Nabil Natafgi joined the department in June 2017 after completing his PhD in Health Services and Policy at the University of Iowa. Prior to entering the graduate program at Iowa, Nabil received a Master of Public Health (MPH) in Health Management and Policy and BS in Medical Laboratory Sciences from the American University of Beirut, Lebanon. His research interests focus on quality of care and patient safety, performance measurement and reporting, telehealth effectiveness and evaluation, and patient-centered outcomes research (PCOR).
In addition to his postdoctoral fellowship at the University of Maryland, Baltimore, Nabil also serves as an Adjunct Assistant Professor at the University of Iowa Colle of Public Health, where he teaches Introduction to Public Health.
Prior to coming to UMB, Nabil worked with Professor Marcia Ward at the Rural Telehealth Research Center (RTRC) on a number of projects examining the effectiveness and value of telehealth interventions in rural areas. He has published more than 18 peer-reviewed articles in prominent health services research journals. He has received several awards including The Bonnie J. and Douglas S. Wakefield Award for HMP Doctoral Student Performance (2016 and 2017), the College of Public Health (CPH) Board of Advisors award (2016), and the Milford E. Barnes Award for student excellence (2017). Nabil has also been recently inducted into the Delta Omega Honorary Society in Public Health for his outstanding accomplishments and major contributions to the field in public health.

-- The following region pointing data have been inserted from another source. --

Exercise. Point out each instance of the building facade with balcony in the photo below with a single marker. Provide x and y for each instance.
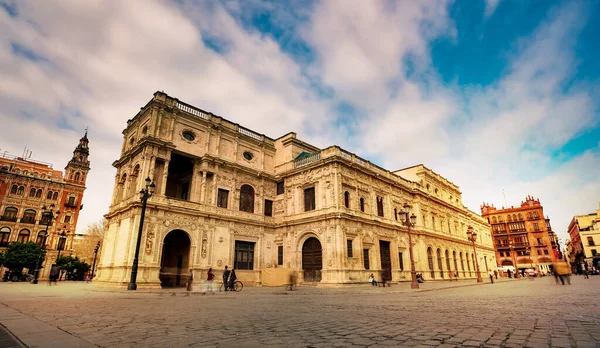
(226, 195)
(26, 186)
(584, 231)
(523, 238)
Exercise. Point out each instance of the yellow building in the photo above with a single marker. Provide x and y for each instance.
(227, 195)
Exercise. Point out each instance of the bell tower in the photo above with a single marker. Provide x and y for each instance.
(78, 167)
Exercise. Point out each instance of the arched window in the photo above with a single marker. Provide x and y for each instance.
(4, 236)
(439, 254)
(247, 198)
(28, 216)
(430, 262)
(41, 239)
(10, 214)
(23, 236)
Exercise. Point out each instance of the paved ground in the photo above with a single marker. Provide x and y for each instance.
(515, 313)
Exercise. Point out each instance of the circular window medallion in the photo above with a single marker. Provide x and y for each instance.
(189, 136)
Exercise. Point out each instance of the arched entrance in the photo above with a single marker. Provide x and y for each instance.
(174, 264)
(312, 260)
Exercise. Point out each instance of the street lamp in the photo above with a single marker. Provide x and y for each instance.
(48, 214)
(410, 220)
(472, 236)
(144, 195)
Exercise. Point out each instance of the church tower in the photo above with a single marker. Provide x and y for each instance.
(78, 167)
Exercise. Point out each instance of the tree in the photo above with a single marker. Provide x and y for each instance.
(20, 255)
(84, 247)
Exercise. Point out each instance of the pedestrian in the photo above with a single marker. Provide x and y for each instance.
(226, 274)
(232, 279)
(54, 272)
(209, 280)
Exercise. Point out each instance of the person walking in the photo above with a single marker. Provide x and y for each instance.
(209, 281)
(226, 274)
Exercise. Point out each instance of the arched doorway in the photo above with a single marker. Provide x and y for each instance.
(312, 260)
(174, 263)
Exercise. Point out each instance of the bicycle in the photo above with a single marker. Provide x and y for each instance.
(237, 286)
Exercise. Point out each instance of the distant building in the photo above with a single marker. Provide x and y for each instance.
(26, 186)
(584, 231)
(523, 238)
(226, 195)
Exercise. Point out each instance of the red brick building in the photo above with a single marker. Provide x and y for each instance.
(522, 236)
(26, 186)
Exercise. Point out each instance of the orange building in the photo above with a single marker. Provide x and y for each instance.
(522, 236)
(26, 186)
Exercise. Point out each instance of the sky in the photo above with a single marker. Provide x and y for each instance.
(501, 97)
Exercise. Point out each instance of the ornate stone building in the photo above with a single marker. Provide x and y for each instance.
(229, 196)
(26, 186)
(522, 236)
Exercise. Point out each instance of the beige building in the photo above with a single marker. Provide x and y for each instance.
(229, 196)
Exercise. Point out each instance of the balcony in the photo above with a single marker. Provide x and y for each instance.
(8, 218)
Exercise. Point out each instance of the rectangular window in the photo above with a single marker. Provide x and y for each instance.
(401, 261)
(309, 199)
(244, 255)
(280, 255)
(222, 196)
(280, 188)
(268, 207)
(349, 246)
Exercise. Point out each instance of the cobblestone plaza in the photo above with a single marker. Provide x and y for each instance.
(510, 313)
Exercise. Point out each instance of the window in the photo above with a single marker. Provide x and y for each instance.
(379, 206)
(401, 260)
(280, 255)
(247, 198)
(4, 236)
(309, 199)
(23, 236)
(244, 255)
(349, 246)
(268, 207)
(41, 239)
(222, 196)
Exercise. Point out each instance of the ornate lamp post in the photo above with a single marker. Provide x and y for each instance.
(48, 214)
(472, 237)
(144, 195)
(409, 220)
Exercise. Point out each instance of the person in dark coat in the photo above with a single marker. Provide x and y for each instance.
(226, 274)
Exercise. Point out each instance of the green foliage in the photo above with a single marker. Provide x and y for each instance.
(20, 255)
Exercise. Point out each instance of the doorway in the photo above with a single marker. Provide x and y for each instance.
(174, 264)
(312, 260)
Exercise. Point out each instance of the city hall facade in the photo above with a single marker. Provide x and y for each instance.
(226, 195)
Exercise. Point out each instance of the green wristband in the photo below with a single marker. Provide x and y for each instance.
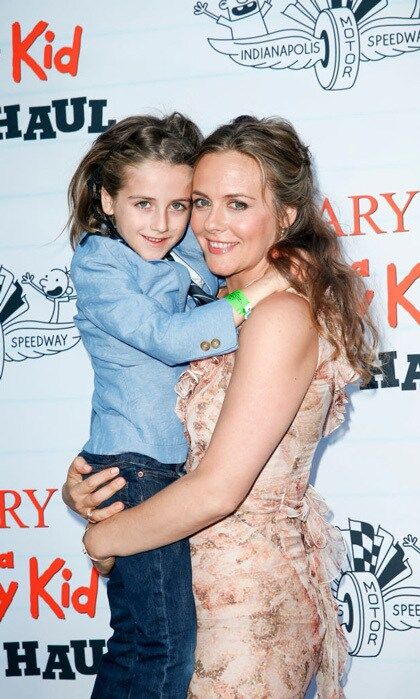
(240, 303)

At the University of Maryland School of Pharmacy, Nabil is currently engaged in qualitative analysis and patient-centered outcomes research (PCOR) working closely with academic, patient, and other stakeholder partners under the supervision of Professor C. Daniel Mullins. In addition, Nabil works on a number of other research projects that are part of the AHRQ-funded PATIENTS program as well as other projects funded by NIH, PCORI, and other federal and state agencies, foundations, and private corporations.